Keir Leslie – 5 December, 2013
Sutherland's imagery is bluntly aware of its nature as an archaeological construct. The motifs are presented as processed by the technologies of printing that turn a hand-drawn scrawl of slip on a vase into a pattern of black and white on a page. This is particularly evident in the series of prints on the far wall, a succession of white-on-black line works captioned by a carefully mutating array of words, multiple/repeats/one/no cycling along the line.
Christchurch
Ella Sutherland
An unbearded, athletic youth
23 November - 22 December 2013
The invocation of Greece in art is almost always a desperately loaded gesture, a summoning of the heights of the tradition, a tradition called into being by that gesture. It is often a politicised act, defining cultural boundaries and outlining exclusions: the Venus de Milo commanding the galleries of the Louvre, the Elgin Marbles bunkered in the British Museum, Winckelmann eulogising the young white male body, Anthony Caro drawing out bombastic renditions of Homer. Sutherland evades these meanings, dodges those rhetorical haymakers, and instead produces a show of calculated blankness. It is this deft avoidance, central to Sutherland’s approach to her material, that is central to the success of An unbearded, athletic youth.
Partly this avoidance is achieved by a swerve away from the high classical. Sutherland presents us with Geometric and Archaic imagery, with demotic clay animals presented on simple wooden shelves, clumsily drafted lines delineating blocks of rough colour. It is also achieved by a filtering process: Sutherland’s imagery is bluntly aware of its nature as an archaeological construct, a result of a tradition of scholarship.
The motifs are presented as processed by the technologies of printing that turn a hand-drawn scrawl of slip on a vase into a pattern of black and white on a page. This is particularly evident in the series of prints on the far wall, a succession of white-on-black line works captioned by a carefully mutating array of words, multiple/repeats/one/no cycling along the line. Products of a cheap photocopying process, they hark back to an Art & Language-esque concern with words, repetition, and processes of reproduction, as well as evincing an awareness of the physical presence of the academic apparatus of books and papers through which the Greek tradition reaches us.

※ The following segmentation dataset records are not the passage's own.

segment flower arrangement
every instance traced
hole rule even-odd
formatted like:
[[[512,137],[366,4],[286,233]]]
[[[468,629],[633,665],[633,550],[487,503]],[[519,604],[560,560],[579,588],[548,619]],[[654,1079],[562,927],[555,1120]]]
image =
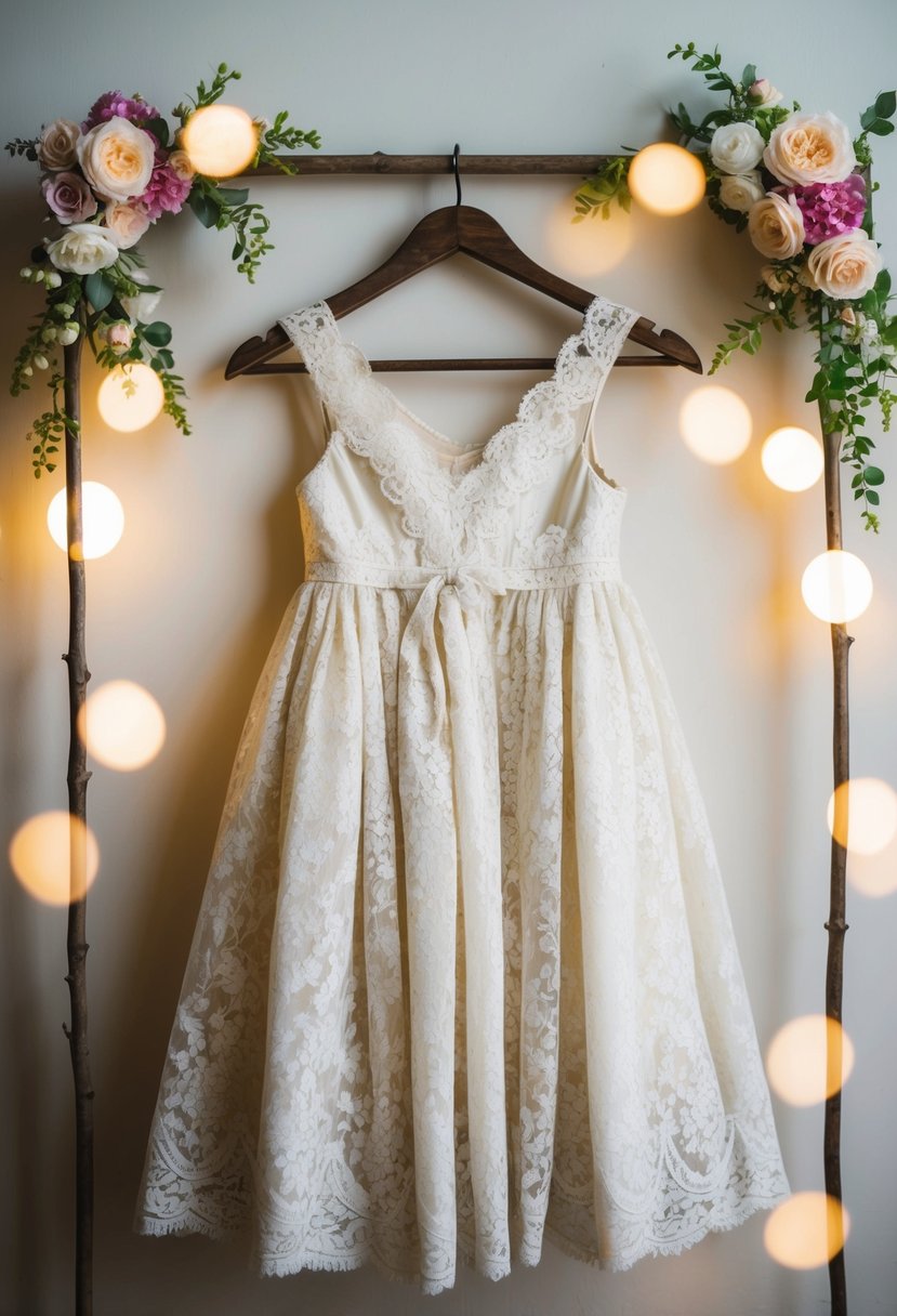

Although Sutherland is avoid the weightiness of that tradition, An unbearded, athletic youth is still about it, and the ways in which a young artist can situate themselves in relation to it. There are, therefore, a huge volume of ways to engage the show: as many ways, in effect, as there are ways to look at Greece’s influence. It is perfectly possible to treat it mostly formally, a traditionally Cantabrian exercise in design and drawing, perhaps with some reference to the works of Simon Ogden (in the mannered archaism, the ultra-sophisticated casualness of line and colour) or to Mark Braunias’ repetitive cycling through similarly biomorphic forms. Or perhaps Robert Graves’s reinterpretation of the dying king mythos, or Nietzsche’s conflict of the Apollonian and the Dionysiac tendencies in art, or perhaps instead through a minute, detailed, art historical analysis of Sutherland’s citations. But at the same time, these approaches, though clearly offered as options, are made to seem somewhat pointless. The combination that Sutherland has achieved, a mix of blankness and depth, is impressive.
Given that, though, and because it is about ways of situating oneself with a tradition, and given my personal situation, I find it most tempting to read An unbearded, athletic youth in a loosely autobiographical way. (It is perhaps possible to read the show’s title as circuitously alluding to Sutherland herself.) That reading, positioning the work as in some respects about the processes of being early career, about developing a language within which to make work, preserves the openness and fluidity of the practice.